36.11. Extra features for Lucene indexes

Numeric ranges

Lucene supports smart indexing of numbers, querying for ranges and sorting such results, and so does its backend for Neo4j. To mark a value so that it is indexed as a numeric value, we can make use of the ValueContext class, like this:

movies.add( theMatrix, "year-numeric", new ValueContext( 1999 ).indexNumeric() );
movies.add( theMatrixReloaded, "year-numeric", new ValueContext( 2003 ).indexNumeric() );
movies.add( malena, "year-numeric", new ValueContext( 2000 ).indexNumeric() );

int from = 1997;
int to = 1999;
hits = movies.query( QueryContext.numericRange( "year-numeric", from, to ) );
[Note]Note

The same type must be used for indexing and querying. That is, you can’t index a value as a Long and then query the index using an Integer.

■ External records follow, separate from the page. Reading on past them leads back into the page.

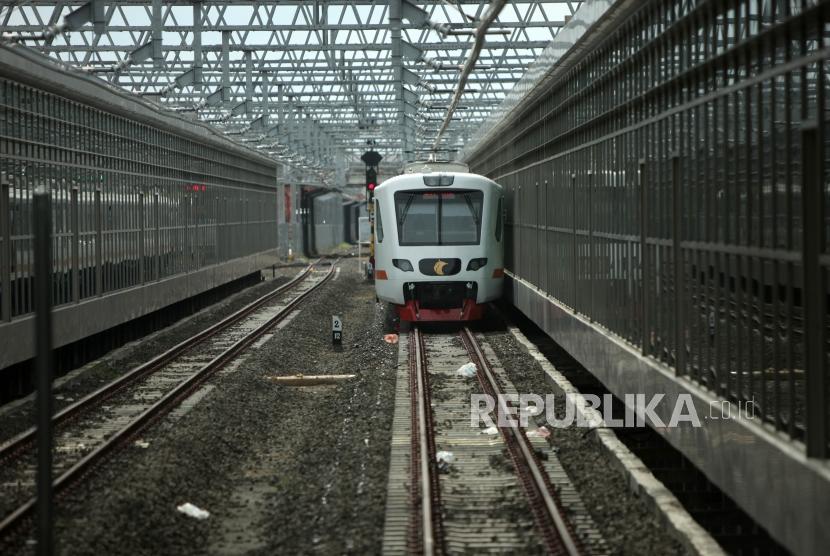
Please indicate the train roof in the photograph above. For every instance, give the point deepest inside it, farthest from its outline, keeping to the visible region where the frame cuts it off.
(423, 167)
(436, 181)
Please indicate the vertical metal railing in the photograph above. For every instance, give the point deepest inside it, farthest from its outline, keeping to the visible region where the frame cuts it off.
(5, 254)
(719, 109)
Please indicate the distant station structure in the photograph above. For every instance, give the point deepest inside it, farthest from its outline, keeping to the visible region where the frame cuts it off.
(665, 165)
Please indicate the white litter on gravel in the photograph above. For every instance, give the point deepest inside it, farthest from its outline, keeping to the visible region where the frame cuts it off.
(467, 370)
(189, 509)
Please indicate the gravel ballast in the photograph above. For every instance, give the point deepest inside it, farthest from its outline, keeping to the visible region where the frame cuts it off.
(19, 415)
(626, 522)
(279, 468)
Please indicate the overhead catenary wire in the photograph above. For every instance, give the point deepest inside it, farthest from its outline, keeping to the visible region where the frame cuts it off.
(481, 31)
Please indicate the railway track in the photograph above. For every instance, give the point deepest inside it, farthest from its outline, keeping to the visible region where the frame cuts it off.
(496, 494)
(94, 427)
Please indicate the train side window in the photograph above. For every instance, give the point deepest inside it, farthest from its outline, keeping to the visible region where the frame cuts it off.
(379, 221)
(499, 219)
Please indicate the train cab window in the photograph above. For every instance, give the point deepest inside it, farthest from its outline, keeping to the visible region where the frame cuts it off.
(379, 222)
(445, 218)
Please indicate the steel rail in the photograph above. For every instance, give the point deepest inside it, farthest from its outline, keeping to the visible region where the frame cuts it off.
(18, 442)
(426, 465)
(515, 438)
(162, 406)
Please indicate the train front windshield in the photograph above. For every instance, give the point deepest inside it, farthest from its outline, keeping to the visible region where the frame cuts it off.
(439, 218)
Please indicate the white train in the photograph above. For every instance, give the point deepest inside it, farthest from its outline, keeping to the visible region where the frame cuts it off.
(439, 243)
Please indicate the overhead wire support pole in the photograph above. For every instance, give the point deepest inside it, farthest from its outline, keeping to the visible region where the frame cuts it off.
(491, 15)
(43, 365)
(395, 24)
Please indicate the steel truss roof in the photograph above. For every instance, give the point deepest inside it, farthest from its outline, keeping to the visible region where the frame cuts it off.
(312, 82)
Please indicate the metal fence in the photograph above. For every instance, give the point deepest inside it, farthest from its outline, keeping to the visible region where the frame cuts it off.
(131, 202)
(672, 187)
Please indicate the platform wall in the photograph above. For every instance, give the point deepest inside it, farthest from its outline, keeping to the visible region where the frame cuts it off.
(148, 207)
(667, 194)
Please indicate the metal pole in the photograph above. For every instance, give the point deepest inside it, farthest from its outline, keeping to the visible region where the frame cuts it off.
(99, 245)
(6, 254)
(813, 291)
(156, 237)
(76, 248)
(591, 265)
(677, 252)
(43, 339)
(646, 332)
(142, 251)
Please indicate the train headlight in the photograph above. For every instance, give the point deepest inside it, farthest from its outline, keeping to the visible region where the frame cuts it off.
(403, 264)
(475, 264)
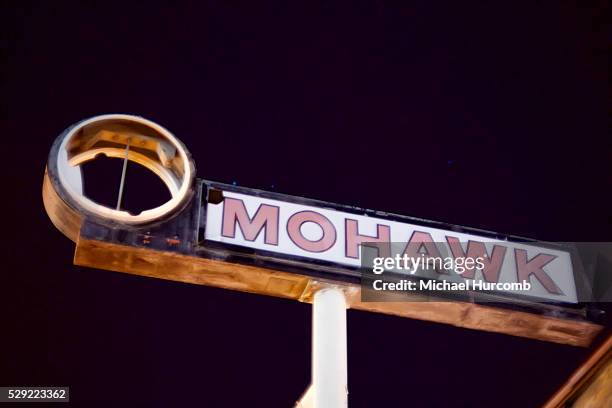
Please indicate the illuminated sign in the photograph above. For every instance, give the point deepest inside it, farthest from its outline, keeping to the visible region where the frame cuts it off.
(326, 234)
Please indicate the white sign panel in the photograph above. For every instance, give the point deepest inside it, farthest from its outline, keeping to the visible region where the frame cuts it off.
(335, 236)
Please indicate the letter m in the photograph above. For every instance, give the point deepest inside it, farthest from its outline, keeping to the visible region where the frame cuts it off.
(265, 218)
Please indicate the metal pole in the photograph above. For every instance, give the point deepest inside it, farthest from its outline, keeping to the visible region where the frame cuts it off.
(329, 361)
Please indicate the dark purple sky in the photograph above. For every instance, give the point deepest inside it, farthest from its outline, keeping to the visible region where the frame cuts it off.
(490, 116)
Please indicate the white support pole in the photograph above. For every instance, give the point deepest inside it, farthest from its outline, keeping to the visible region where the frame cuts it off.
(329, 361)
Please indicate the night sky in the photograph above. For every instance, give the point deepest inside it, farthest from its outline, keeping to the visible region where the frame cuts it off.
(489, 115)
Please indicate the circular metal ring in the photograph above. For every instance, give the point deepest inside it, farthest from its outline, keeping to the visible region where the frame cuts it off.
(118, 136)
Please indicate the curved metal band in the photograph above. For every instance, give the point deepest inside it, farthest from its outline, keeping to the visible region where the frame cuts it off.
(150, 145)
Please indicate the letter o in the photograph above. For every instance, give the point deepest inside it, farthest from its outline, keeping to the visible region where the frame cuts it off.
(294, 229)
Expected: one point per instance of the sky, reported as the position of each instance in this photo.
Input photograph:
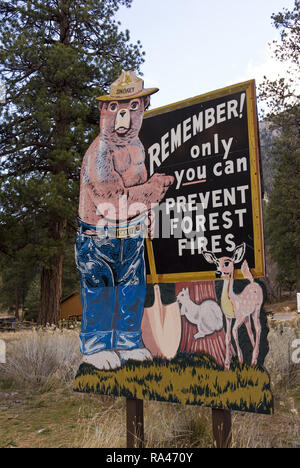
(197, 46)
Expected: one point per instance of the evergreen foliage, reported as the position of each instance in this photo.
(283, 98)
(56, 56)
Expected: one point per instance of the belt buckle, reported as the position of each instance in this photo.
(131, 231)
(122, 233)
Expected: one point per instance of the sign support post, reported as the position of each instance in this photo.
(135, 423)
(222, 428)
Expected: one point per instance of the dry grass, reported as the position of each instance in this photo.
(41, 359)
(39, 409)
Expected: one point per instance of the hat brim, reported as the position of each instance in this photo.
(144, 92)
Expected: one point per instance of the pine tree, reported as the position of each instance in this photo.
(282, 96)
(56, 56)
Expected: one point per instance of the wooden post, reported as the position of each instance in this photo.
(222, 428)
(135, 423)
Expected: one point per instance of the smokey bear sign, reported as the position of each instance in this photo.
(209, 144)
(181, 183)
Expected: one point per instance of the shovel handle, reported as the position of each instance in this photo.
(150, 251)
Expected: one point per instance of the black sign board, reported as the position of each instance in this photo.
(210, 145)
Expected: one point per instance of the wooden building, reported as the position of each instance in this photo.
(70, 307)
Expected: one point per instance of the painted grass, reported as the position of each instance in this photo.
(187, 379)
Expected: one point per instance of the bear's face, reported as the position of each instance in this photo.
(121, 121)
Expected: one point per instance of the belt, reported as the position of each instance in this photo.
(117, 232)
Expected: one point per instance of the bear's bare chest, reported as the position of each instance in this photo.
(129, 162)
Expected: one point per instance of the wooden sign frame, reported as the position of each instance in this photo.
(256, 190)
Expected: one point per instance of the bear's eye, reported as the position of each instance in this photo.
(113, 107)
(134, 105)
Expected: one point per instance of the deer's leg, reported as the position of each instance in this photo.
(249, 330)
(256, 319)
(228, 343)
(238, 323)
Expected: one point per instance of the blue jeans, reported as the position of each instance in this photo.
(113, 290)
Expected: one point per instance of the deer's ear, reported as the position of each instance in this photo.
(239, 253)
(210, 257)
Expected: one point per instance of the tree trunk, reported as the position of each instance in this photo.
(51, 281)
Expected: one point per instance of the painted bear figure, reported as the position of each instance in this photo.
(115, 200)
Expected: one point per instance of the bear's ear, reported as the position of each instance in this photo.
(100, 105)
(146, 102)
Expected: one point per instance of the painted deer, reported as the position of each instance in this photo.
(239, 307)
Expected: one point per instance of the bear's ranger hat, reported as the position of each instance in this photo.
(127, 86)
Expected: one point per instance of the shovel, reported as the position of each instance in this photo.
(161, 324)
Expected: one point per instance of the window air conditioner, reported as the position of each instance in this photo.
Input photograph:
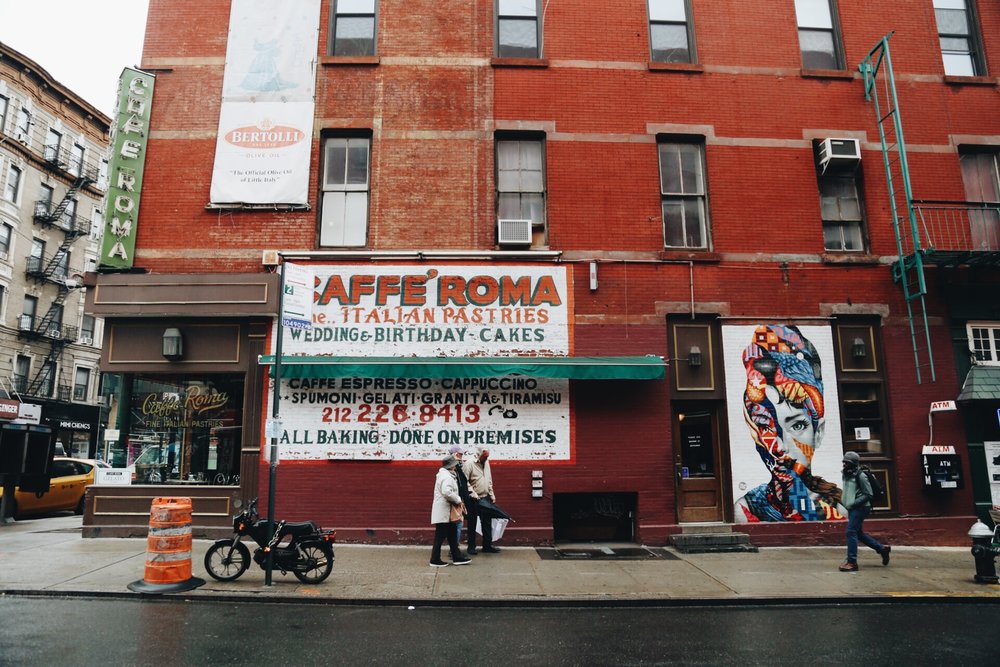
(839, 152)
(513, 232)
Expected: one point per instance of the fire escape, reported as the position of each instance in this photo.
(928, 232)
(54, 269)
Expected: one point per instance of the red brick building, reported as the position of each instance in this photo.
(589, 183)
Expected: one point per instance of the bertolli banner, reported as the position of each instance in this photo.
(265, 123)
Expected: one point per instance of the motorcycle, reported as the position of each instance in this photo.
(308, 553)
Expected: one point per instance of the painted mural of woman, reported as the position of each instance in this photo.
(783, 407)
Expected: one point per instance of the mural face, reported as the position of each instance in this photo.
(777, 397)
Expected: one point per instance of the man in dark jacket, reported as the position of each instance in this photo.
(857, 500)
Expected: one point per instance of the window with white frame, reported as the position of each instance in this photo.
(344, 210)
(81, 384)
(521, 180)
(984, 342)
(352, 31)
(518, 29)
(958, 31)
(683, 194)
(819, 42)
(670, 34)
(12, 187)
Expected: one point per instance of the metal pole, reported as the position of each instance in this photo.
(275, 397)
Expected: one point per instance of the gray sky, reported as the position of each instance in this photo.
(83, 44)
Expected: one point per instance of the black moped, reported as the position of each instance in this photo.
(308, 553)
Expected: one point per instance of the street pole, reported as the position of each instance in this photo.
(275, 397)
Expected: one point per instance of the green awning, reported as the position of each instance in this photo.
(574, 368)
(982, 383)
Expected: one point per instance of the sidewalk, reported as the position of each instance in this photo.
(48, 556)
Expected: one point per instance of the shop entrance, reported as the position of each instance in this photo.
(696, 465)
(594, 517)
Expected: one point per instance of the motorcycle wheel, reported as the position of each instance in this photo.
(226, 561)
(320, 564)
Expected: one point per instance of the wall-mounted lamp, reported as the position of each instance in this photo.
(173, 344)
(694, 357)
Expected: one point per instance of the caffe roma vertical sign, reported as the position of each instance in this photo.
(268, 96)
(128, 159)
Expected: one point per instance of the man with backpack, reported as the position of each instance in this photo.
(857, 497)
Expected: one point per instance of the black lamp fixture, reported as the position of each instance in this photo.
(173, 344)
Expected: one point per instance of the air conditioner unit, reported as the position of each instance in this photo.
(514, 232)
(839, 152)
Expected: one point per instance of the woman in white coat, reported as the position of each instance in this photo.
(445, 497)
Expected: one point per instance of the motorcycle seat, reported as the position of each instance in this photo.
(298, 529)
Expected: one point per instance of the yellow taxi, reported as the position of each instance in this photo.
(70, 479)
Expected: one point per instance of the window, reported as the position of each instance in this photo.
(344, 212)
(6, 232)
(818, 39)
(960, 43)
(683, 195)
(81, 384)
(22, 368)
(670, 35)
(984, 343)
(353, 28)
(981, 175)
(76, 160)
(28, 310)
(518, 29)
(22, 129)
(13, 185)
(521, 181)
(53, 141)
(840, 208)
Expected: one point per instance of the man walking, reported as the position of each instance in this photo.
(480, 486)
(857, 500)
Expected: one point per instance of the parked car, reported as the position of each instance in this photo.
(70, 479)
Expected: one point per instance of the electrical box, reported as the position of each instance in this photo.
(942, 467)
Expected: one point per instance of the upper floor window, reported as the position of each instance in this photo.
(352, 31)
(53, 141)
(984, 342)
(521, 182)
(518, 29)
(818, 39)
(13, 185)
(683, 194)
(344, 209)
(959, 34)
(670, 35)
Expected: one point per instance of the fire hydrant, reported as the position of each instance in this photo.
(984, 552)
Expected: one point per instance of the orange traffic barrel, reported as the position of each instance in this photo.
(168, 549)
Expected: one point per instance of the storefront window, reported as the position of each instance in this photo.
(184, 430)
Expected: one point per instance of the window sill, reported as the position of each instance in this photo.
(336, 61)
(827, 74)
(519, 62)
(689, 255)
(675, 67)
(848, 257)
(970, 80)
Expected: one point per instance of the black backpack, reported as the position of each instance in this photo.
(878, 491)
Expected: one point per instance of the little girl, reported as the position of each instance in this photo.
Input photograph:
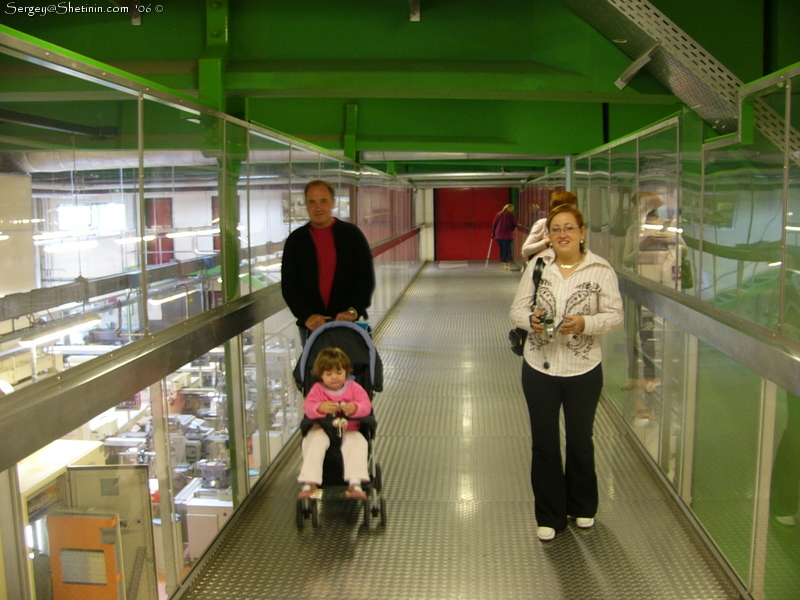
(341, 397)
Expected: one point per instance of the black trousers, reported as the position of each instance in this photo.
(570, 490)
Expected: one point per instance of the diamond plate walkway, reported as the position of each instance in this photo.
(454, 445)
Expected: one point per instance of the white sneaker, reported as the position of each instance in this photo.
(546, 533)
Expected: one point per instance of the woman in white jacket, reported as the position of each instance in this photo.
(578, 299)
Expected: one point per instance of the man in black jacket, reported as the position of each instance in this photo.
(327, 271)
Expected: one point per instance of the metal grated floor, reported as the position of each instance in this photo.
(454, 445)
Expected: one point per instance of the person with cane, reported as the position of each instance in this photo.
(503, 227)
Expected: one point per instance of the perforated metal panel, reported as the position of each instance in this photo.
(678, 62)
(454, 444)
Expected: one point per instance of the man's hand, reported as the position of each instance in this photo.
(315, 321)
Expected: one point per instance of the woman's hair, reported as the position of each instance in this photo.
(566, 208)
(329, 359)
(561, 197)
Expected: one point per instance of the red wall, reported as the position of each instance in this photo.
(463, 222)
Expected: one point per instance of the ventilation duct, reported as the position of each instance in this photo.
(676, 60)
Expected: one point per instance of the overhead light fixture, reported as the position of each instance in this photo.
(134, 240)
(634, 68)
(193, 233)
(58, 329)
(161, 300)
(70, 246)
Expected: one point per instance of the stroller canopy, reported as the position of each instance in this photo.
(355, 342)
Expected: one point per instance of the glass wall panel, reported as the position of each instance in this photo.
(268, 215)
(273, 404)
(652, 244)
(742, 224)
(783, 544)
(582, 178)
(611, 218)
(597, 204)
(375, 208)
(726, 453)
(67, 200)
(182, 179)
(791, 311)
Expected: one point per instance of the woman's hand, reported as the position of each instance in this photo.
(536, 322)
(572, 324)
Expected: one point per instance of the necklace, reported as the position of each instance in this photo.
(573, 265)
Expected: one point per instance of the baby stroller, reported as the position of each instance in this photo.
(354, 340)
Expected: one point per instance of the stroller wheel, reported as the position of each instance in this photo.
(367, 513)
(314, 513)
(300, 514)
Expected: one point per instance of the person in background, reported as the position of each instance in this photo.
(538, 239)
(578, 299)
(327, 271)
(503, 227)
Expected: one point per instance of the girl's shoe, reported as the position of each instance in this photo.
(546, 534)
(356, 492)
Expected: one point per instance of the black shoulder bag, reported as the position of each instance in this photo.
(518, 336)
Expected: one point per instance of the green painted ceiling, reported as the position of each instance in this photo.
(509, 77)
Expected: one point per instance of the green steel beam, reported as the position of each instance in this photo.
(51, 56)
(212, 63)
(350, 128)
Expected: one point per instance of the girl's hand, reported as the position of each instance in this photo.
(572, 324)
(328, 408)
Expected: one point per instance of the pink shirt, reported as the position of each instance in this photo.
(326, 259)
(351, 392)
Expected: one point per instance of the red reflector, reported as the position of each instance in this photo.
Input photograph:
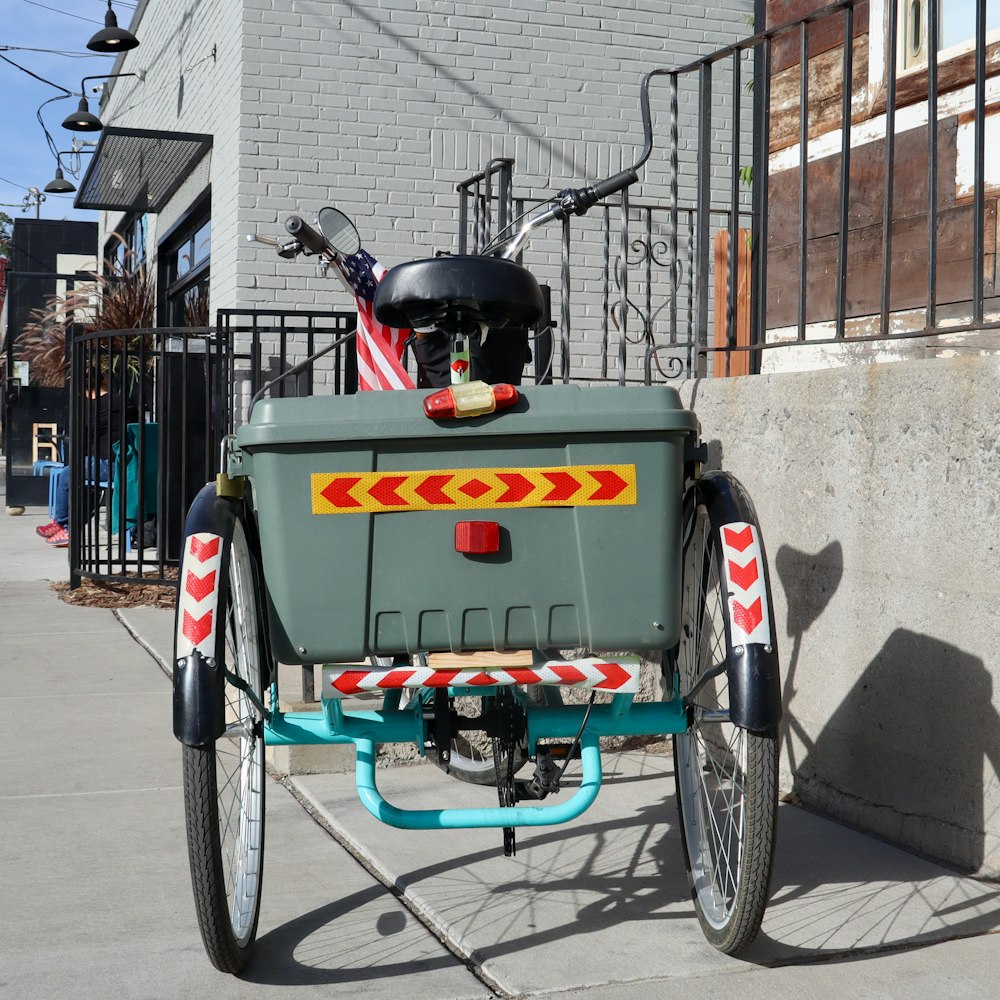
(471, 399)
(477, 537)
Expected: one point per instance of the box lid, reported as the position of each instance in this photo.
(551, 409)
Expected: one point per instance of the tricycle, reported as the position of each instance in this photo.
(445, 552)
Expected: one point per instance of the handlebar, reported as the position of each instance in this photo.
(572, 201)
(312, 240)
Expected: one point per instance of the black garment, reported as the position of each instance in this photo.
(108, 415)
(500, 359)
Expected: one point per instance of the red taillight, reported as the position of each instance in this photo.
(473, 399)
(477, 537)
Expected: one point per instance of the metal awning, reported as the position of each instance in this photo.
(138, 170)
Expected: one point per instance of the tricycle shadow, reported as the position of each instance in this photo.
(836, 895)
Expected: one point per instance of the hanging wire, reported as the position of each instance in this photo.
(24, 69)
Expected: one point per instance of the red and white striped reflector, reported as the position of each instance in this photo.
(621, 676)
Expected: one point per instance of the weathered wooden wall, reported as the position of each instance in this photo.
(909, 286)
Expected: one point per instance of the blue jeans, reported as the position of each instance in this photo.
(61, 512)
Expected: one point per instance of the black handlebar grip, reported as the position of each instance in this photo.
(305, 234)
(616, 183)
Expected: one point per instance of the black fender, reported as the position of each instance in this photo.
(198, 677)
(753, 667)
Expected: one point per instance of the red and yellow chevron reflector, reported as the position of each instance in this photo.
(474, 489)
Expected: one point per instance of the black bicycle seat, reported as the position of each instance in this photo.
(448, 292)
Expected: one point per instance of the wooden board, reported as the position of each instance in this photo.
(736, 362)
(866, 189)
(488, 658)
(824, 35)
(908, 288)
(824, 111)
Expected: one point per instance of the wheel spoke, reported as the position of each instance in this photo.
(226, 832)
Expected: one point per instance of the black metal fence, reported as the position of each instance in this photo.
(792, 209)
(149, 411)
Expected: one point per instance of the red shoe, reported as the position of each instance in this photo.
(60, 539)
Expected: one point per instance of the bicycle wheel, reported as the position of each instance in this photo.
(726, 776)
(224, 781)
(471, 752)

By giving null as from/to argument, an open ended query is created. In the following example we are doing that, and have added sorting to the query as well:

hits = movies.query(
        QueryContext.numericRange( "year-numeric", from, null )
                .sortNumeric( "year-numeric", false ) );

From/to in the ranges defaults to be inclusive, but you can change this behavior by using two extra parameters:

movies.add( theMatrix, "score", new ValueContext( 8.7 ).indexNumeric() );
movies.add( theMatrixReloaded, "score", new ValueContext( 7.1 ).indexNumeric() );
movies.add( malena, "score", new ValueContext( 7.4 ).indexNumeric() );

// include 8.0, exclude 9.0
hits = movies.query( QueryContext.numericRange( "score", 8.0, 9.0, true, false ) );

Sorting

Lucene performs sorting very well, and that is also exposed in the index backend, through the QueryContext class:

hits = movies.query( "title", new QueryContext( "*" ).sort( "title" ) );
for ( Node hit : hits )
{
    // all movies with a title in the index, ordered by title
}
// or
hits = movies.query( new QueryContext( "title:*" ).sort( "year", "title" ) );
for ( Node hit : hits )
{
    // all movies with a title in the index, ordered by year, then title
}

We sort the results by relevance (score) like this:

hits = movies.query( "title", new QueryContext( "The*" ).sortByScore() );
for ( Node movie : hits )
{
    // hits sorted by relevance (score)
}

Querying with Lucene Query objects

Instead of passing in Lucene query syntax queries, you can instantiate such queries programmatically and pass in as argument, for example:

// a TermQuery will give exact matches
Node actor = actors.query( new TermQuery( new Term( "name", "Keanu Reeves" ) ) ).getSingle();

Note that the TermQuery is basically the same thing as using the get method on the index.

This is how to perform wildcard searches using Lucene Query Objects:

hits = movies.query( new WildcardQuery( new Term( "title", "The Matrix*" ) ) );
for ( Node movie : hits )
{
    System.out.println( movie.getProperty( "title" ) );
}

Note that this allows for whitespace in the search string.

Compound queries

Lucene supports querying for multiple terms in the same query, like so:

hits = movies.query( "title:*Matrix* AND year:1999" );
[Caution]Caution

Compound queries can’t search across committed index entries and those who haven’t got committed yet at the same time.

Default operator

The default operator (that is whether AND or OR is used in between different terms) in a query is OR. Changing that behavior is also done via the QueryContext class:

QueryContext query = new QueryContext( "title:*Matrix* year:1999" )
        .defaultOperator( Operator.AND );
hits = movies.query( query );

Caching

If your index lookups becomes a performance bottle neck, caching can be enabled for certain keys in certain indexes (key locations) to speed up get requests. The caching is implemented with an LRU cache so that only the most recently accessed results are cached (with "results" meaning a query result of a get request, not a single entity). You can control the size of the cache (the maximum number of results) per index key.

//        Index<Node> index = graphDb.index().forNodes( "actors" );
//        ((LuceneIndex<Node>) index).setCacheCapacity( "name", 300000 );
[Caution]Caution

This setting is not persisted after shutting down the database. This means: set this value after each startup of the database if you want to keep it.